Unluckily, many years after I graduated from that small school, with the small hallways, the small people, and the small minds, I was raped and sodomized. He kept going when it hurt and I said "no," and "stop," and "please." I won't say who, but I think you can guess. My Golden Boy. My knight in shining armor. He abused me, mentally and physically. Because he'd started grooming me to believe I wasn't good enough to be loved by anyone else. And I knew once he did it that even if I had picture perfect evidence that he did it, I could never charge him. Because no one took me seriously the first time. Why would they take me seriously the second time, when it was someone with much higher standing in the community?

They wouldn't. Why?

Because "boys will be boys."

Mostly, Romy just wants to outlive it all and be left alone. I know that feeling.

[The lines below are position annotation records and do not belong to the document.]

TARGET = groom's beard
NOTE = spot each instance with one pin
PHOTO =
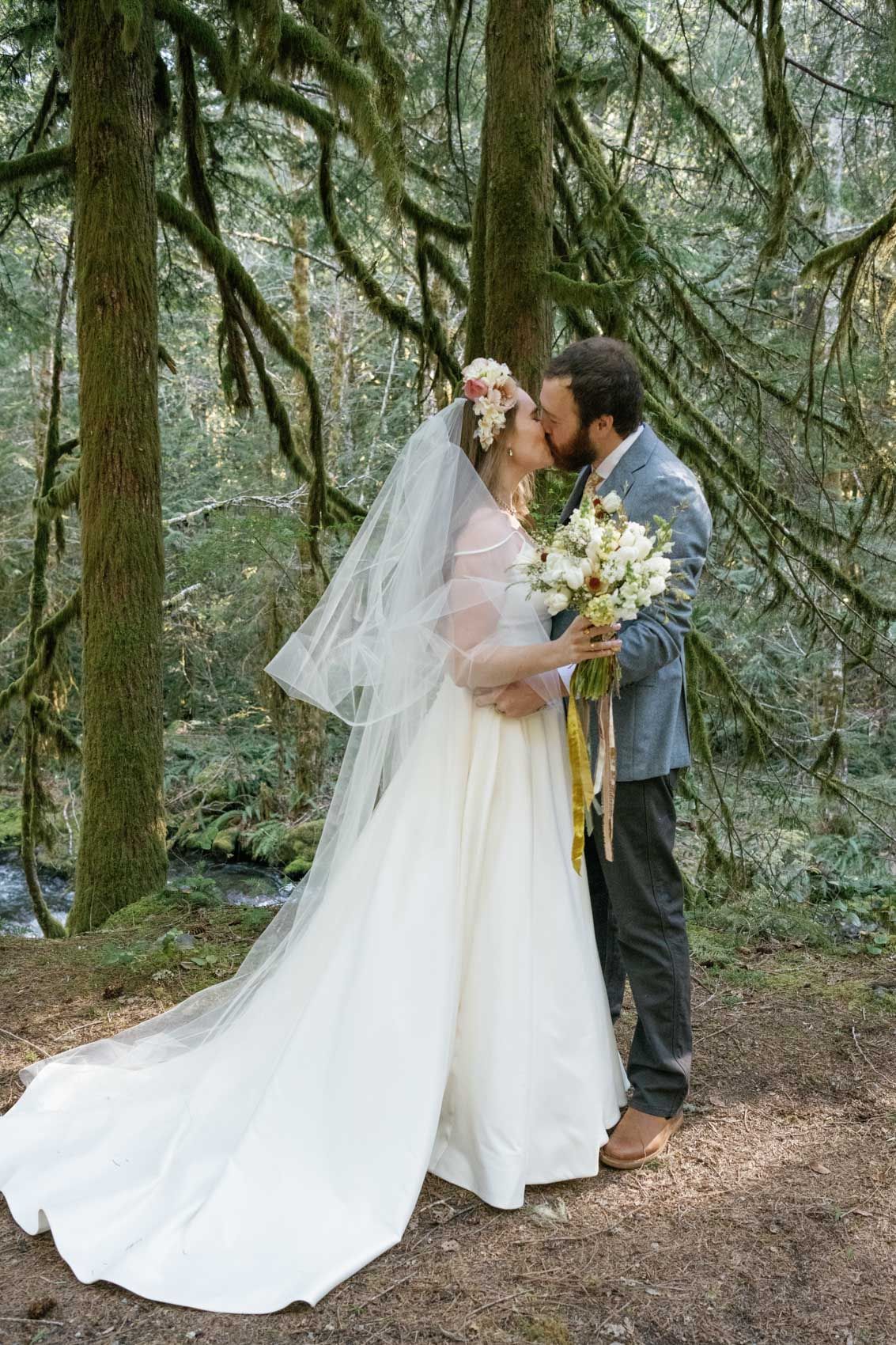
(573, 457)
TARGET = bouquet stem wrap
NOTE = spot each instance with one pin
(592, 681)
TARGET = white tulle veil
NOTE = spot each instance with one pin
(424, 593)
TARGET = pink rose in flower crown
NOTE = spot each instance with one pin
(491, 389)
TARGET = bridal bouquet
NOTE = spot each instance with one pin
(604, 568)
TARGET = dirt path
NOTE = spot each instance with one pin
(771, 1220)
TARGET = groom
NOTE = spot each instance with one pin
(591, 412)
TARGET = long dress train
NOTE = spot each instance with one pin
(443, 1012)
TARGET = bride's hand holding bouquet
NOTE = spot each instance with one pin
(607, 569)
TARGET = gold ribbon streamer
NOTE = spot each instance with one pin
(608, 782)
(583, 783)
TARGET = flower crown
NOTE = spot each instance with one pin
(491, 389)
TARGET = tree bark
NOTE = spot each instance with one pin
(123, 839)
(517, 198)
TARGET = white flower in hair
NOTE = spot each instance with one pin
(491, 389)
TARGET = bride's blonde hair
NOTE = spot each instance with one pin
(487, 460)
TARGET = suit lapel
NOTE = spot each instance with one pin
(631, 461)
(575, 499)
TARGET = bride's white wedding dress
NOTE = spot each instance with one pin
(443, 1010)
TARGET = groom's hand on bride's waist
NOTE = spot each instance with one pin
(516, 701)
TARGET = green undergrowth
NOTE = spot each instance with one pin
(186, 935)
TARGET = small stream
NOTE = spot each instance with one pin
(241, 884)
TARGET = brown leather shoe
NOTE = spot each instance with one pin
(638, 1139)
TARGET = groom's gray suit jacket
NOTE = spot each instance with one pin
(650, 713)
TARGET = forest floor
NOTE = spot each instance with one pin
(771, 1219)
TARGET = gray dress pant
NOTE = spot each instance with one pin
(638, 903)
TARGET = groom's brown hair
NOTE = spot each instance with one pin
(604, 381)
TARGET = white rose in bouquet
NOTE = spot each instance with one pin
(556, 601)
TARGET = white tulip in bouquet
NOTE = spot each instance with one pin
(607, 569)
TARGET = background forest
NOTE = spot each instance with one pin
(245, 245)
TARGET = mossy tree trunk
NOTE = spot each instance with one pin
(510, 311)
(123, 838)
(310, 720)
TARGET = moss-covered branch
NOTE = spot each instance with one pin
(663, 67)
(225, 263)
(829, 260)
(382, 305)
(38, 165)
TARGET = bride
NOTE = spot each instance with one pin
(428, 999)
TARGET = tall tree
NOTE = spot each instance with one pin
(123, 838)
(512, 313)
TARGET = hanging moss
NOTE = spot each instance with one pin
(40, 163)
(388, 309)
(233, 369)
(788, 138)
(663, 67)
(304, 46)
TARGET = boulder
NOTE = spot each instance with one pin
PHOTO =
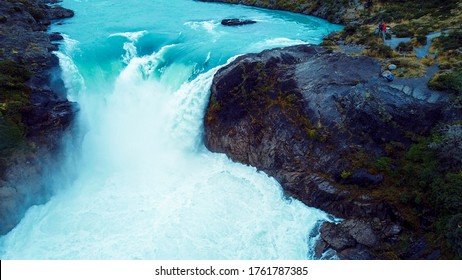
(312, 119)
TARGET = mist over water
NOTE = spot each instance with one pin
(146, 187)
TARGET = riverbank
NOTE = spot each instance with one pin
(394, 177)
(34, 111)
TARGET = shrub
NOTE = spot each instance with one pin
(448, 145)
(451, 41)
(405, 47)
(402, 31)
(454, 234)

I realize that this has been less than a review and more my story. But that's why books like All the Rage are important. Because they give real people a story that resonates with them, that they can relate to, and that can help them realize they are not the only ones.

All the Rage is the story of so many girls.

And in this political day and age when the rights of women and girls are up for debate and when the "boys will be boys" motto seems even more prevalent, especially when you have a president who brags about going around and grabbing pussies (just "locker room talk," of course, no big deal) these stories are all the more important, no matter when or where they happened!

I firmly believe with all my heart and soul that during some of the time that we pay our lawmakers for working -- our representatives, our senators, our cabinet, our Supreme Court, and yes, even our president, if he can understand all the big words -- should go towards a mandatory reading of All the Rage. There are women on Capitol Hill who will identify with this story. There are more women still who will champion it -- and some men, too. Because even though it is a work of fiction, we all know that stories like this do indeed happen. I believe some politicians will, if they let themselves, have their eyes opened. I believe it should be required reading for high schoolers. And maybe, just maybe, a few more people will stop seeing our president as the Golden Boy.

I wept while reading All the Rage, which is a testament to how accurately I felt and how much I saw myself in some of Romy's feelings, thoughts, and stories. And I weep knowing that we live in a culture where our young girls need to have these types of books to turn to to know that they are not alone. That said, I can't give it anything less than five hearts.